Lionsgate pulled the plug Thursday after MGM reps asked it to raise its bid, said to be in the $1.3 billion to $1.4 billion range.
Lionsgate and MGM declined to comment.
Given its strategy for “not paying retail” and its bitter battle with Carl Ichan, Lionsgate’s exit wasn’t a huge surprise.
Icahn has repeatedly questioned the viability of Lionsgate’s bid for MGM, asserting that it lacks sufficient financial firepower.
Earlier this week, analyst Matthew Harrigan of Wunderlich Securities called Icahn’s hostile takeover attempt an “eleplant-sized distraction” for Lionsgate.
The news increases the odds that MGM’s 140 debtholders will blow off the two remaining bidders since their offers also have been described as well below expectations.
Instead, MGM could recapitalize through investment bank Qualia Capital with a cash infusion and a debt-to-equity transaction that would allow it to remain a stand-alone entity.
Lionsgate’s withdrawal comes with MGM debtholders split into two camps — one that wants to accept the best offer; and the other that wants to prolong the process in hopes of keeping the storied studio alive.
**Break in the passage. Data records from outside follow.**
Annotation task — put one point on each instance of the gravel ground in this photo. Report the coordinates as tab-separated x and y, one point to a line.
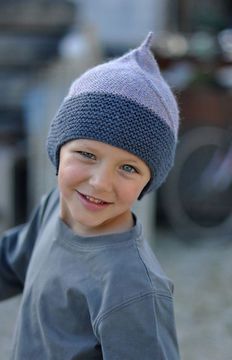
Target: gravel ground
203	296
203	299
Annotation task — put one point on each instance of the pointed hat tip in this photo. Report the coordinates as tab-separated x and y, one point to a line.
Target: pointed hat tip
147	43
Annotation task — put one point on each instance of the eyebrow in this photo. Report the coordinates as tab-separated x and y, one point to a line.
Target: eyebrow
90	148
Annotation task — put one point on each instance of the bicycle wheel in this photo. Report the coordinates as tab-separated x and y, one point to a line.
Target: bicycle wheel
195	211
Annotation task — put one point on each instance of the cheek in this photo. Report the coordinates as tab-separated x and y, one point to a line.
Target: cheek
130	193
70	176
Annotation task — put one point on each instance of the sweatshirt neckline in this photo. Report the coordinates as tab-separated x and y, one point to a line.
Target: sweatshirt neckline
65	234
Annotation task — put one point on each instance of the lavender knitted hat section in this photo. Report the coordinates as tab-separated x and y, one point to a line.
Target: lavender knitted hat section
125	103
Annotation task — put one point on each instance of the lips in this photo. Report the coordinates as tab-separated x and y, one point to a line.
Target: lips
93	200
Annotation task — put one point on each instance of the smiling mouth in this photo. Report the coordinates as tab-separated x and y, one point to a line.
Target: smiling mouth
94	200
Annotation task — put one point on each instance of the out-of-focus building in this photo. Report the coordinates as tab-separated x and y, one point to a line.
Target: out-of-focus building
44	45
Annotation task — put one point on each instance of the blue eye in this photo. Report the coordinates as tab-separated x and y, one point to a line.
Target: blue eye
87	155
129	169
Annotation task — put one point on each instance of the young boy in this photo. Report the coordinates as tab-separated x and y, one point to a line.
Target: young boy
92	289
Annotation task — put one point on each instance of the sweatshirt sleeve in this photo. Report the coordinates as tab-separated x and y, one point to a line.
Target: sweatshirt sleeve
143	328
16	246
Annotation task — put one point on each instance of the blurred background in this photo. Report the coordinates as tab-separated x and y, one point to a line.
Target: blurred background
44	45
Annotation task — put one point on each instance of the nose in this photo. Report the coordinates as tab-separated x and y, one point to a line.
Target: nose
102	179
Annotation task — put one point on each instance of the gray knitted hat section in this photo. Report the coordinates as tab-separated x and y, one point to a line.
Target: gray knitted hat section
125	103
117	121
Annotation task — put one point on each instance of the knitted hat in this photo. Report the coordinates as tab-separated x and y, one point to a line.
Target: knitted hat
125	103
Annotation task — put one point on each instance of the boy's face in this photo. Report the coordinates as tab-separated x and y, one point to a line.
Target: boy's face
98	185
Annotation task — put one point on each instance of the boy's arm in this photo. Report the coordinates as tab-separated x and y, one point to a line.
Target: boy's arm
16	246
143	328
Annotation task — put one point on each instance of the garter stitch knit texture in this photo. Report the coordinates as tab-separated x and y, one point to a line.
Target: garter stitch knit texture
125	103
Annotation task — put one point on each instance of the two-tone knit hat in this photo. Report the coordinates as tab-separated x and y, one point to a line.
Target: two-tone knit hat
125	103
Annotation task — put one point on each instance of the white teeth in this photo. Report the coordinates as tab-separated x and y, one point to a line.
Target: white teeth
96	201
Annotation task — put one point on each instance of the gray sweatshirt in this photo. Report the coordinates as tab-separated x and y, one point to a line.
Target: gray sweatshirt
101	297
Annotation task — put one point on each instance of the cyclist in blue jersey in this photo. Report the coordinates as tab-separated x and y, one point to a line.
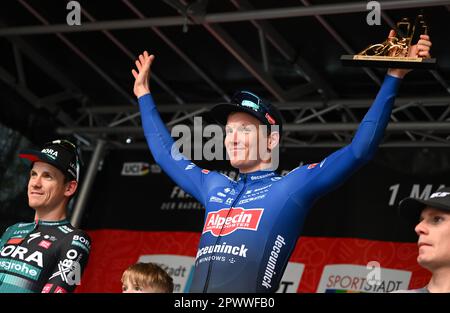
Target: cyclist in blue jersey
251	225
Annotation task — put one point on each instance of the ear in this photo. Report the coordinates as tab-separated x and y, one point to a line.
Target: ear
273	140
70	188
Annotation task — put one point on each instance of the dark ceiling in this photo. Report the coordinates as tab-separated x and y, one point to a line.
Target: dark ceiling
54	77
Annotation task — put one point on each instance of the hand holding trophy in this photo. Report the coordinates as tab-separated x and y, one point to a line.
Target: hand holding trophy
395	52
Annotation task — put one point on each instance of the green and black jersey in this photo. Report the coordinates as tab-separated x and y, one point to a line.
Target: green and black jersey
42	257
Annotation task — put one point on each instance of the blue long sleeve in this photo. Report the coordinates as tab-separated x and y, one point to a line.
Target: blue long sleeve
186	174
337	167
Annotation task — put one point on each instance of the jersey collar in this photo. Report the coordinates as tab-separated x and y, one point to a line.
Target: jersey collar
255	176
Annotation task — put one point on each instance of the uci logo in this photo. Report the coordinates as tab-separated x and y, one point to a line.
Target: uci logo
439	195
52	152
135	169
A person close to the situation said MGM has asked its lenders to extend the forebearance on debt payments until mid-May.
Lionsgate’s in the middle of a PR campaign against Icahn, who’s attempting a hostile takeover for the 81% of Lionsgate that he doesn’t own. Lionsgate has called Icahn’s $6 a share offer “woefully inadequate.”
Lionsgate stock was up a nickel to $6.30 a share in trading Thursday.
A person close to the situation said the Icahn imbroglio was unrelated to Liosngate’s decision to bail out of the MGM bidding. That source indicated that the decision was consistent with Lionsgate’s traditional strategy of opting for lower-priced opportunistic acquisitions.
The remaining binding offers for MGM are believed to be in the $1.5 billion range, far below the $2 billion threshold price sought by MGM and its debtholders.
The first round of bidding generated six non-binding offers, including bids from Liberty Media Corp. and Elliot Management. But declining DVD revenues have cooled interest in acquiring the 86-year-old studio.
MGM put itself up for sale in November. It acknowledged earlier this week that it had received multiple offers but said that it would take several more weeks to decide whether to accept any.
MGM also said that it’s expecting to work with its lenders to extend the forbearance period for payment on its bank debt, which ends March 31. The lenders have allowed MGM to skip monthly debt payments since September.
MGM carries debts of $3.7 billion. It also plans to seek a forbearance agreement for its revolving line of credit, for which a payment is due April 8.
MGM’s assets include its name and logo, the United Artists operations, a library with more than 4,000 titles, the James Bond franchise, half of “The Hobbit” franchise and a barebones film and TV operation. Its first title in more than six months, raunchy comedy “Hot Tub Time Machine,” opens Friday at 2,754 playdates amid muted expectations.
Time Warner’s been viewed as the most likely buyer for MGM, since it would be able to exploit the film franchises. For Blavatnik, buying MGM would establish him as a certified showbiz player, but one who would probably sell off the rights to James Bond and the Hobbit.